Allah Ta’ala berfirman,

ذَلِكَ وَمَن يُعَظِّمْ حُرُمَاتِ اللَّهِ فَهُوَ خَيْرٌ لَّهُ عِندَ رَبِّهِ وَأُحِلَّتْ لَكُمُ الْأَنْعَامُ إِلَّا مَا يُتْلَى عَلَيْكُمْ فَاجْتَنِبُوا الرِّجْسَ مِنَ الْأَوْثَانِ وَاجْتَنِبُوا قَوْلَ الزُّورِ

”Demikianlah (perintah Allah), dan barangsiapa mengagungkan apa-apa yang terhormat di sisi Allah, maka itu adalah lebih baik baginya di sisi Tuhannya. Dan telah dihalalkan bagi kamu semua binatang ternak, terkecuali yang diterangkan kepadamu keharamannya. Maka, jauhilah olehmu berhala-berhala yang najis itu dan jauhilah perkataan-perkataan dusta.” (QS. Al-Hajj: 30)

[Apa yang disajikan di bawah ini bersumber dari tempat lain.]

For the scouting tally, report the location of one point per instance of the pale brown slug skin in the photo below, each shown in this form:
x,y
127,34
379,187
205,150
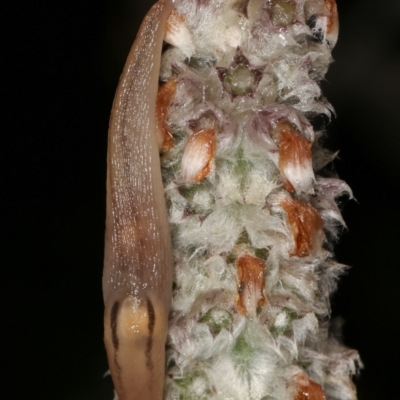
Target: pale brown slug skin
x,y
137,277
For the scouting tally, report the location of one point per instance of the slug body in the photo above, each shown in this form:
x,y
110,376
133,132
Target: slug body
x,y
137,277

Dalam ayat ini, Allah Ta’ala menggandengkan perintah untuk menjauhi syirik dengan perintah menjauhi persaksian palsu (dusta). Hal ini menunjukkan besarnya dosa dan keharaman perkataan dan persaksian dusta (persaksian palsu).

Allah Ta’ala berfirman,

وَالَّذِينَ لَا يَشْهَدُونَ الزُّورَ وَإِذَا مَرُّوا بِاللَّغْوِ مَرُّوا كِرَاماً

”Dan orang-orang yang tidak menghadiri majelis dusta, dan apabila mereka bertemu dengan (orang-orang) yang mengerjakan perbuatan-perbuatan yang tidak berfaedah, mereka lalui (saja) dengan menjaga kehormatan dirinya.” (QS. Al-Furqan: 72)

Ayat ini menjadi dalil tentang haramnya orang yang menghadiri suatu majelis pertemuan yang berisi kedustaan dan kepalsuan. Jika menghadiri majelis yang berisi kedustaan saja dilarang, terlebih lagi (lebih ditekankan lagi haramnya) menjadi orang yang ikut-ikutan berkata dusta pada majelis atau pertemuan tersebut.

Adz-Dzahabi rahimahullah berkata bahwa saksi palsu menggabungkan beberapa dosa besar.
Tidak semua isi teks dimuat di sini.